Given: Ē = 2y î 2x j

To find: V(x,y,z)

Solution:

The electric field E is related to the potential difference V by the equation:

E = -∇V

where ∇ is the gradient operator.

To find V, we need to integrate E with respect to position:

V(x,y,z) = -∫E·ds

where the integral is taken along any path from an arbitrary reference point to the point (x,y,z).

Steps:

1. Integrate E along the x-axis:

V(x,y,z) = -∫E·ds = -∫(2y î)·dx = -2xy + C1(y,z)

where C1(y,z) is an arbitrary constant of integration.

2. Integrate E along the y-axis:

V(x,y,z) = -∫E·ds = -∫(2x j)·dy = -2xy + C2(x,z)

where C2(x,z) is another arbitrary constant of integration.

3. Combine the two integrals and add an additional constant of integration C3(z):

V(x,y,z) = -2xy + C1(y,z) - 2xy + C2(x,z) + C3(z)
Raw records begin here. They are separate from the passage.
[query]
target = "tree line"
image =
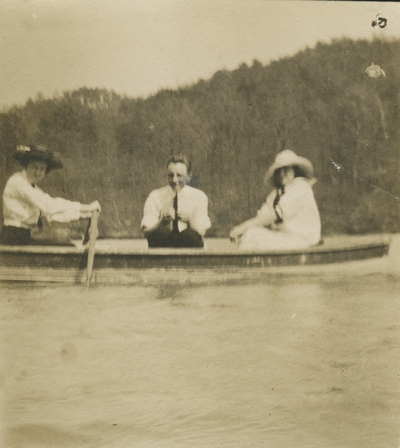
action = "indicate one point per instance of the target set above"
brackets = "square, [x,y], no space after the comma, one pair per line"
[319,103]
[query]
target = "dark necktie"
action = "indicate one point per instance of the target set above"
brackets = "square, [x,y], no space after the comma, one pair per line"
[175,228]
[279,193]
[40,222]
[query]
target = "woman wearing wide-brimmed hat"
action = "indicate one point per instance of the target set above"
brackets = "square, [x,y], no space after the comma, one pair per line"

4. Simplify the expression by combining the two constants of integration:

V(x,y,z) = -4xy + C(y,z,x)

where C(y,z,x) is an arbitrary constant of integration.

Final Answer:

Therefore, the potential difference V(x,y,z) is given by:

V(x,y,z) = -4xy + C(y,z,x)

where C(y,z,x) is an arbitrary constant of integration.